A stadium must first start as a blueprint. Quickly it gets transformed, though, into a built venue, filling with nostalgia as years of fandom inhabit the seats. But after years of nostalgia, seasons of games and thousands of fans, graphic designers recapture the allure of the simplistic by returning that stadium to its purest form: a blueprint.
Two major players in the stadium blueprint-as-art world, Robert Redding of Stadium Blueprint Company and Thomas Young of Ballpark Blueprints, both embrace the challenge of turning a finished stadium into art. And both have their individual styles.
Robert Redding of Stadium Blueprint Company
Redding, based in California, started his effort about four years ago, and works through official licenses in Major League Baseball and the NCAA so he can use actual logos and wordmarks on his finished products. This also allows him to work with the teams and schools to add stats and information around his artwork important to the organization. Young goes it alone, finding his own path of information and steering clear of the official world to create his own style.
But both rely on similar methods: photography-based research and computer-aided graphic design resulting in museum-quality finished artwork that harkens to the nostalgia of the blueprint days.
Design of Wrigley Field by Ballpark Blueprints
Redding, a clothing, graphic and packaging designer who has worked for Quiksilver, Tommy Bahama and Nordstrom, got his blueprint start on a whim when he turned an old 1950s house blueprint into a silly blueprint of a Labrador retriever. National media picked up his effort and being the sports fan he is, the popularity morphed into creating blueprints for baseball and football venues.
His process starts with a grouping of five overview images, including aerials and ground shots of entrances and inside the stadium. He creates a composite of them and then working in Adobe Illustrator—“the most laborious process of the whole thing”—he creates an actual drawing of his chosen stadium.
University of Alabama stadium blueprints poster by Stadium Blueprint Company
Young, who started with his now-deceased business partner Marvin Larson a few years ago, also began in baseball before quickly expanding into NFL and NCAA football, classic baseball stadiums and even some arenas and golf courses.

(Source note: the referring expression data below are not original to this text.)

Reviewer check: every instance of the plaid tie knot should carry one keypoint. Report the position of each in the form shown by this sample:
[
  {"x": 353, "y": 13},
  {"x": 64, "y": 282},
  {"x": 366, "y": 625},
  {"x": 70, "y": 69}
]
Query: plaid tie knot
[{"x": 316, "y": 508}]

Before even starting a new project Young visits it himself, photographing the building from multiple angles and then researching what he can, especially the “physical characteristics of the individual building and what makes it unique or stand out.”
With a background in painting and drawing, Redding freehands the design. “I have seen different people take an image and convert it in programs to create outlines,” he says. “I feel like those lack the clarity and the detail that I want to put in my work that emulates the old blueprints. Even though I am using a computer I want I to have the feel that it was completely drawn.”
More designs by Ballpark Blueprints
Of course, working on a computer helps with accuracy and speed.
From there he adds in copy, from stadium history and facts to extra bits of team history. He will often create two varieties of each venue, one in traditional blueprint blue and then another in team colors. “I have had several fans reach out to me because everything was blue and Ohio State and Michigan State fans were saying I can’t buy a blue print (rival Michigan is blue),” Redding says. “From there I took up the idea of taking the drawing and making a cleaner, more contemporary version all done in the school colors.”
Young has a “secret sauce” process that relies on his original photography and measurements and dimensions he has taken himself. “I have drafting training and technical drawing training,” he says without getting too specific. His computer-assisted drafting efforts include multiple computer applications over both Windows-based and Mac-based machines to create a multi-step process from taking photographs to his architectural-style rendering that he works on pixel by pixel at 400 percent resolution.
“I will zoom it out and my eye will just catch a detail and zoom in on it and work until it looks like a blueprint elevation should look,” Young says. “I have studied how these things actually look and do everything I can to make the most accurate representation I can in a blueprint format.”
In Redding’s quest for accuracy he spends about a week on each venue, finding the angle of the stadium he feels represents it best. “I want to show that main entrance where most of the fans enter,” he says. “It is not just an image of a stadium, but I want people to remember all the great memories they had there.”
For Young, he puts a focus on the building as a whole and then generally calls out a key detail with a closer view. “If there is something that jumps out as this is a signature visual element of the stadium, I try to throw that in there,” he says. Lately he has tried to clean up his markings and labeling in order to create a “more sophisticated version of sports artwork.”
More designs by Stadium Blueprint Company
Working with a printer in Portland, Oregon, Redding uses museum-quality acid-free map board with recycled bonza wood for the frames. He wants the high-end product to have a gallery exhibit feel to it, something that can last for decades without fading. Young chooses indigo and black ink for a true period feel.
As Redding progresses, he continues to add more NCAA titles and hopes to one day get into NBA arenas, while Young must balance what he loves—right now he wants to spend more time on golf courses and classic ballparks—and what fans request.
No matter the venue, both Redding’s Stadium Blueprint Company and Young’s Ballpark Blueprints put an artistic and architectural focus on what sports fans crave: reimagined nostalgia.